Я знал о нём немало. Город древний, и в том его отличие от южных столиц. Здесь, говорили, прошлое не уходит, но живёт рядом с настоящим. На узких улочках, что изгибаются так круто, будто сами тени их начертали, стены домов сближаются так близко, что солнце едва проникает. Вечерами там можно слышать шаги, хотя улица пуста; и нет человека, прожившего в Йорке достаточно долго, который не поведал бы о привидениях.
Йоркский Минстер возвышался над всем – собор столь громадный и величественный, что даже Лондонский мог бы позавидовать. Но величие то скрывало под собой иное: катакомбы, римские останки, алтари языческих богов. Я слышал рассказы о жертвоприношениях, о тайных ходах, ведущих в чёрные недра земли. И ещё – о звоне колоколов, звучащем в ночи, когда никто их не касался.
Знал и о стенах – древних, римских, где стража патрулировала века назад. Теперь же по ним гуляют влюблённые и нищие, но мне чудилось, что камень хранит память о крови и войне. Йорк, говорили, город неспокойных душ.

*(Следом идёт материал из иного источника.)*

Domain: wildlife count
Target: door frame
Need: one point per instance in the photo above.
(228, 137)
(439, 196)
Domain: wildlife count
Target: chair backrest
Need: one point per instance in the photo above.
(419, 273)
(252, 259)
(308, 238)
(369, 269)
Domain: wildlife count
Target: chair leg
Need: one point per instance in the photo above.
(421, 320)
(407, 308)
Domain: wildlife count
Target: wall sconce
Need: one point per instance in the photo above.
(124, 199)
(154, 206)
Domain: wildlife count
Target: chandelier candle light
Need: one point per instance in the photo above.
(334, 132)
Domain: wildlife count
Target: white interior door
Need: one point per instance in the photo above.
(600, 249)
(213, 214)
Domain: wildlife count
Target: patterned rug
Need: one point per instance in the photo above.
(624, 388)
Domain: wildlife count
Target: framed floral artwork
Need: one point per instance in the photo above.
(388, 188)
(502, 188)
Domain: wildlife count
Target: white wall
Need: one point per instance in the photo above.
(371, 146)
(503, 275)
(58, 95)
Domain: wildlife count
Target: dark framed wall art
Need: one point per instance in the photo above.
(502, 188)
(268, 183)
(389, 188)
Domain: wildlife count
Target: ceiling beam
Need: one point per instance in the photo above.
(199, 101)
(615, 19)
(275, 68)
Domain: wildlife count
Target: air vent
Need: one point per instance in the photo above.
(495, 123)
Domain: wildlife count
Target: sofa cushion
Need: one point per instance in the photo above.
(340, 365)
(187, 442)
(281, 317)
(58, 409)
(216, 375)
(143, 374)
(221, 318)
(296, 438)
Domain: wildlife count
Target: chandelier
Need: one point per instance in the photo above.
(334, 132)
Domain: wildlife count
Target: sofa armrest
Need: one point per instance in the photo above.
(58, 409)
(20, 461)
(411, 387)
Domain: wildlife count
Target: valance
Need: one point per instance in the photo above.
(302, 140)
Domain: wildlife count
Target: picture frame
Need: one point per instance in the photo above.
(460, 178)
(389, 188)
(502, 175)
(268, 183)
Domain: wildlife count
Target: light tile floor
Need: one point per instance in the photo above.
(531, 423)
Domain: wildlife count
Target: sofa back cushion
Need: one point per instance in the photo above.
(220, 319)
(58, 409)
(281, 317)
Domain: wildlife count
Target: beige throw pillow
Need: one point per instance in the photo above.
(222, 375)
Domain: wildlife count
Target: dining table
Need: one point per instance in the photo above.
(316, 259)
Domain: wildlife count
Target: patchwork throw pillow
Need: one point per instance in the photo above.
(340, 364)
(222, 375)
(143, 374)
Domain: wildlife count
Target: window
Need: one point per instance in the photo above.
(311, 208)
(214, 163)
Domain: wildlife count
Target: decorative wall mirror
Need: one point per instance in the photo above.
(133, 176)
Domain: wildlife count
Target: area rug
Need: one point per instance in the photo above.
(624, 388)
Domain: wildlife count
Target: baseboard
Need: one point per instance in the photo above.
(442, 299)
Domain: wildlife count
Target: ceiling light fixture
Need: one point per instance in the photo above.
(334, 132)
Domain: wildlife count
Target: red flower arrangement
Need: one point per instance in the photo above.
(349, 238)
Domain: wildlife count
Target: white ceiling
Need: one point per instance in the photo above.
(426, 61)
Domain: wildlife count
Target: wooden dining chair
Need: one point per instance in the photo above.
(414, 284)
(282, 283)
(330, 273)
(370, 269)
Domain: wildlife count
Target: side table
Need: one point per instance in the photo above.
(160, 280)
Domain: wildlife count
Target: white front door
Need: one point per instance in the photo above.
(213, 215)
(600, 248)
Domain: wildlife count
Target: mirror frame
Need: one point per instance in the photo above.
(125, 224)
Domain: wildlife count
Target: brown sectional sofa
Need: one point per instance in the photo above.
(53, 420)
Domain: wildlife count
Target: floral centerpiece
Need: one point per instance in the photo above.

Город, где мёртвые не спешат покидать землю. Город, куда Церковь отправила меня как в ссылку.
Я посмотрел на часы: до отправления оставалось около сорока минут. Пар над рельсами клубился гуще, и мне чудилось, что в нём, меж теней и лиц прохожих, я различаю силуэты иных существ – тех, что прячутся за суетой человеческой жизни.
Постепенно шум вокзала усилился: громкий свист паровоза, удар колёс о рельсы, гул пара и запах горящего угля – всё это предвещало прибытие моего транспорта. Люди зашумели, перешёптываясь, подталкивая друг друга к платформе, и я, всё ещё держа сумку у ноги, позволил взгляду скользнуть по толпе.
Первым зацепил взгляд мужчина в цилиндре, казавшийся слишком высоким, слишком узким в плечах, и совсем неестественно прямым, как будто костяк под одеждой был не совсем человеческим. Цилиндр его был странной формы – высокий, с завитым краем, словно отлитый из бронзы, и слегка кривой. В руках мужчина держал трость с резной рукоятью, украшенной образом змеи, пожирающей собственный хвост – Уроборос. Пальцы его казались слишком длинными, почти изящными, как у артиста на сцене, и казалось, что каждый шаг контролируется не полностью телом, а какой-то внутренней, незримой волей.
Он не спешил, не оглядывался по сторонам, а медленно проходил вдоль платформы, внимательно наблюдая за прибывающими пассажирами. Что-то в его походке и осанке вызывало одновременно интерес и тревогу: он не был похож на обычного пассажира, а больше на того, кто следит, оценивает и знает о людях больше, чем они сами.
Я пристально следил за ним, понимая, что взгляд его, каким бы странным и холодным он ни казался, как будто находил во мне что-то знакомое. Серебристые блики парового облака играли на цилиндре и трости, создавая ощущение, что этот человек не принадлежит ни к этой эпохе, ни к этому месту.
Поезд ещё не подошёл, но все мои мысли уже стали обращаться к нему. Кто он? Чего ищет? И почему, когда я смотрю на него, мне кажется, что этот человек уже что-то знает обо мне – что-то, чего не знает никто другой.